4 | Sajak dan Sihirnya

86 12 0
                                    

Now Playing | Jatuh Suka - Tulus





Kak Sajak dan segala sesuatu tentangnya benar-benar telah menyihir Rima.

Binar netra hitam pekatnya, surai ikal agak panjang yang tersampir ke belakang telinga, rahang tegas dan tirus sempurna, hingga kulit kecoklatan bercahaya kala diterpa sinar mentari yang seakan sengaja memberi spotlite khusus untuknya.

Bukan hanya tentang fisik saja. Rima juga terkesima dengan cara pemuda itu memperlakukan adik-adik juniornya.

Tidak bisa dipungkiri, MOS juga menjadi ajang cari dedek gemes cantik yang terselubung bagi para senior cowok. Beberapa diantaranya bahkan secara terang-terangan memberikan perlakuan khusus untuk cewek yang diincar.

Tapi, Kak Sajak berbeda. Sepanjang Rima memerhatikannnya, tidak pernah sedikitpun dia terlihat memperlakukan seseorang di dalam kelompoknya secara spesial.

Bahkan ketika perhatian semua orang sekarang terpusat pada Dena sebagai juara lomba, Kak Sajak dengan gestur kaku dan wajah dinginnya justru terlihat mendekat ke arah Rima.

Untuk sesaat, segala sesuatu diantara mereka seakan memudar hingga menghilang. Tidak ada lagi gerombolan teman-teman kelompoknya yang mengerubungi Dena, anggota kelompok lain yang tengah meruntuk, ataupun hiruk pikuk kehidupan sekolah saat itu.

Untuk beberapa saat, hanya ada Sajak dan Rima. Hanya mereka berdua.

"Selamat ya" Kak Sajak tersenyum tipis begitu sampai pada gadis kaku di depannya.

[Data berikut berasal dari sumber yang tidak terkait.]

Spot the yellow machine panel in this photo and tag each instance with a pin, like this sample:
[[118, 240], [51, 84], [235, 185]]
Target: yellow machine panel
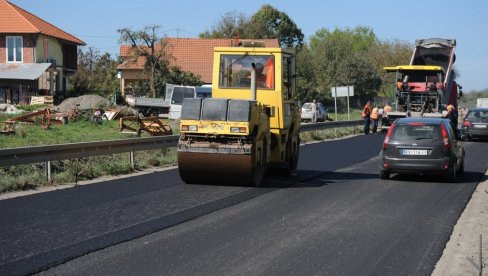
[[251, 122]]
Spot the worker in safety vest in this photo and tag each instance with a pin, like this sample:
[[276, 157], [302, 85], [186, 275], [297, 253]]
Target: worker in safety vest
[[375, 117], [386, 110]]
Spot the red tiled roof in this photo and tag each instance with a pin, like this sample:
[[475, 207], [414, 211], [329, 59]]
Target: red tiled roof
[[16, 20], [191, 54]]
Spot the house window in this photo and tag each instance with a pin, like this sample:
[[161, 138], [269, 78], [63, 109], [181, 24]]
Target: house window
[[14, 48]]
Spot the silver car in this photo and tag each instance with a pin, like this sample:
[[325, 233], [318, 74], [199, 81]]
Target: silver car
[[307, 112], [422, 146], [475, 124]]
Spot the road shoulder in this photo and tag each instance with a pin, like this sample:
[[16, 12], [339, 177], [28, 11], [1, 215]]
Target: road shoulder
[[466, 253]]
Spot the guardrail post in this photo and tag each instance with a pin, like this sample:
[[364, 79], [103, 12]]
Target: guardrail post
[[131, 159], [48, 171]]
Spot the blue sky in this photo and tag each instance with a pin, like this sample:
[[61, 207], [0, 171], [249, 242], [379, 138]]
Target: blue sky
[[96, 22]]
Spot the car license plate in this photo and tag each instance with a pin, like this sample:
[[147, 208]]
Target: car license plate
[[414, 152]]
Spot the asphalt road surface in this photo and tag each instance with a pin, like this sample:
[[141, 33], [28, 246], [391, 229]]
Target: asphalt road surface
[[333, 217]]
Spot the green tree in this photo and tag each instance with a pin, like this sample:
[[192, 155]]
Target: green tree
[[96, 74], [389, 53], [269, 23], [231, 24], [147, 44]]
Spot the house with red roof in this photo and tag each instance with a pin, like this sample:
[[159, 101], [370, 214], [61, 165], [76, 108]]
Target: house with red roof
[[36, 57], [193, 55]]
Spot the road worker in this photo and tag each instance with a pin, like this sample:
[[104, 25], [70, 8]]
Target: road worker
[[375, 117], [366, 114], [384, 118]]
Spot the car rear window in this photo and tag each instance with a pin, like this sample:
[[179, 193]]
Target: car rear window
[[477, 114], [416, 132]]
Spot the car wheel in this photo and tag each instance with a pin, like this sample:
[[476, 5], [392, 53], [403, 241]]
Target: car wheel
[[384, 174], [461, 169]]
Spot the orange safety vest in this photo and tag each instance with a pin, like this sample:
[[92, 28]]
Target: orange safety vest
[[374, 114]]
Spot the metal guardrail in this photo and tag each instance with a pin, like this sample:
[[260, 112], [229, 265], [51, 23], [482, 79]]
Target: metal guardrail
[[26, 155], [17, 156], [330, 124]]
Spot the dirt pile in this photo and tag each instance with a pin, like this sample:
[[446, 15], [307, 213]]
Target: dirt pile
[[83, 102]]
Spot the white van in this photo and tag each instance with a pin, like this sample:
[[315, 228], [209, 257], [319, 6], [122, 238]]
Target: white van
[[176, 93]]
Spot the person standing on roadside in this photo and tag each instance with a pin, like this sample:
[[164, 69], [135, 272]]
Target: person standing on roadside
[[386, 110], [367, 117], [314, 111], [375, 117]]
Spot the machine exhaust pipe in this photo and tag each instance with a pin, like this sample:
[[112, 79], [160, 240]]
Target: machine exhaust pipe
[[253, 82]]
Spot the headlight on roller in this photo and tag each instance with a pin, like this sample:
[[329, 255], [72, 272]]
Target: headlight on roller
[[189, 128], [238, 129]]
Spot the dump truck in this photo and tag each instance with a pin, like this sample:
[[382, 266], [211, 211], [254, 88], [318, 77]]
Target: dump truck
[[250, 124], [427, 85]]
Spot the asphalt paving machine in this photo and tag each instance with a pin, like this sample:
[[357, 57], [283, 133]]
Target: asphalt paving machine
[[427, 85], [250, 124]]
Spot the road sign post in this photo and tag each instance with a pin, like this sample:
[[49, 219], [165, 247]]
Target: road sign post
[[342, 91]]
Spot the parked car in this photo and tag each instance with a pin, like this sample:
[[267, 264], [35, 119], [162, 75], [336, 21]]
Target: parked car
[[422, 146], [322, 112], [475, 124]]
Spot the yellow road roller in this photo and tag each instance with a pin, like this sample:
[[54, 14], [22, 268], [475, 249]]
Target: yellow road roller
[[250, 124]]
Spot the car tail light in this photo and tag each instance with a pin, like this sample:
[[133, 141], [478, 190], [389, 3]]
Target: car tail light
[[445, 137], [387, 137], [416, 124], [189, 128], [238, 129]]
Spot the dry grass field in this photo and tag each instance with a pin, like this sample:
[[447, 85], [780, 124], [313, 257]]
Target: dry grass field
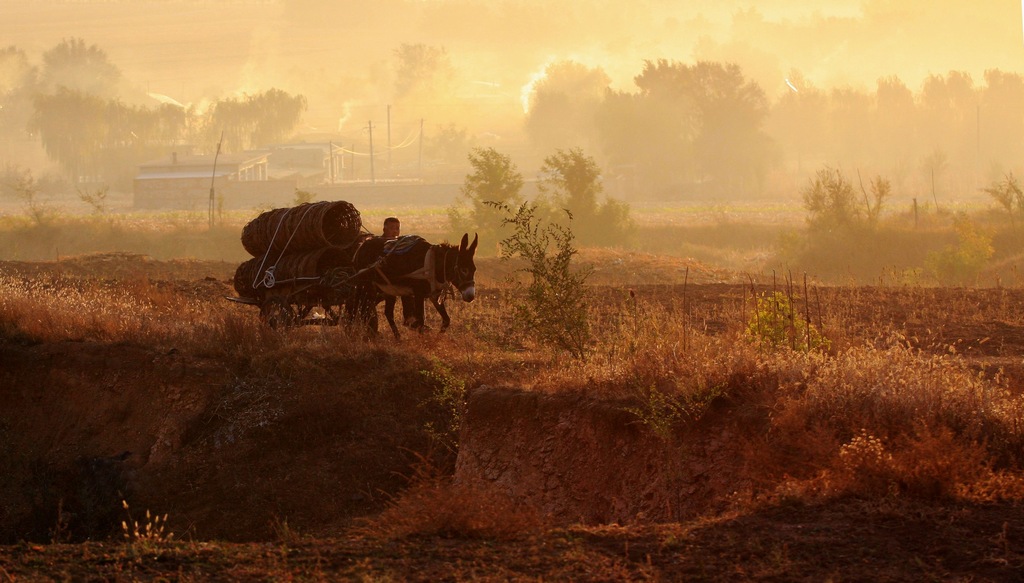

Sedangkan gadis itu kini masih membatu, merasa hal yang terjadi padanya sekarang tidaklah nyata.

"Dan soal kejadian tadi, saya minta maaf" wajah Kak Sajak berubah datar lagi. Rima bisa menangkap adanya rasa penyesalan dari intonasi bicara yang terdengar merendah.

"Oh, gak apa-apa Kak! Gak apa-apa!" Rima segera menggeleng. "Lagian itu juga bukan salah Kak Sajak. Di belakang kan banyak banget gerombolan orang yang rusuh waktu itu."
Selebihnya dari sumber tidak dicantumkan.